Gaudin champion de la précarité
Les chiffres ne sont cependant pas tous favorables à Gaudin et « au syndicat majoritaire ». La dernière synthèse du Centre national de la fonction publique territorial (CNFPT) sur l’état des collectivités territoriales (2) est en effet loin d’être élogieuse pour Marseille. Malgré le grand bond en avant des indemnités, la mairie n’est finalement pas très généreuse au regard des communes de 100 000 habitants et plus, la catégorie de la deuxième ville de France. Dans ces dernières, les différentes indemnités représentaient 20,4 % de la rémunération totale des agents titulaires en 2011, dernière année connue, mais ne pesaient que 14,03 % à Marseille (14,83 % en 2013). Pire, elles y sont inégalement partagées. Selon les comités techniques paritaires, l’augmentation du régime indemnitaire [58 % des rémunérations annexes en 2013, Ndlr] est chaque année plus favorable aux cadres. En pure perte ? « Personne ne leur demande plus de travailler, il y a un relâchement phénoménal, dénonce Pierre Godard, du SDU13-FSU. Les plus anciens ont honte. »
Mais c’est surtout en matière de précarité que Jean-Claude Gaudin se distingue. Alors que dans les collectivités de même strate, les non titulaires représentent 28,4 % des effectifs, à Marseille, c’est carrément 32,8 % ! D’après les chiffres de la CRC (3), ces emplois ont flambé de 2000 entre 2005 et 2011, passant de 3 578 à 5 636, alors que les effectifs des titulaires sont restés stables, autour de 11 500. « La vraie spécificité de Marseille, c’est la précarisation, assure un fonctionnaire. Alors que dans les autres villes, la majorité des non titulaires sont contractuels, à Marseille ce sont des vacataires, des précaires, entrés par la bonne grâce d’élus pour 400 euros ou 600 euros par mois. » Avec, pour certains, une ancienneté de 20 ans. Ce qui n’a pas l’air de déranger FO : il a fallu la menace d’un recours du SDU13-FSU devant le tribunal administratif pour que la ville titularise 340 vacataires en juin 2013 (4).
Fo pas pousser
Une précarité que subissent également les services publics marseillais. Ecoles, équipements sportifs, crèches, musées, bibliothèques etc., sont sous-dimensionnées, vétustes, parfois inexistants dans certains secteurs de la ville, en manque de moyens humains et financiers. Extrait du dernier rapport de la chambre régional des comptes : « Pour approcher une couverture comparable par habitant à celle de Paris, Lyon ou Lille, Marseille aurait à tripler le nombre de ses bibliothèques. » Un an plus tard, la situation s’est dégradée : depuis la rentrée, quatre des huit bibliothèques du réseau municipal ont réduit leurs horaires d’ouverture faute de personnel (Marsactu, 9/10).

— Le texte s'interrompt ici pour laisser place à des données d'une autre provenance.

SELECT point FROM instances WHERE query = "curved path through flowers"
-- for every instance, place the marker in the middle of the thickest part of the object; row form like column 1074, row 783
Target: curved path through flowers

FO s’en est ému dans un tract, dénonçant comme il le fait souvent auprès de ses adhérents le manque d’effectifs dans les services. Ce qu’il fait cependant moins devant Gaudin. En 2008, à quelques semaines des élections professionnelles, le syndicat majoritaire réclamait dans la presse l’intégration de 600 vacataires (La Marseillaise, 11/10/2008). Réponse du maire, qui venait de recevoir une délégation FO : « Ils ne m’en ont pas parlé. »
Jean-François Poupelin
1. Contacté, FO n’a pas donné suite.
2. www.cnfpt.fr.
3. Dans ses bilans sociaux, la mairie n’annonce curieusement que les effectifs titulaires.
4. On peut ajouter à la liste les plaintes pour harcèlement moral (le Ravi n°119).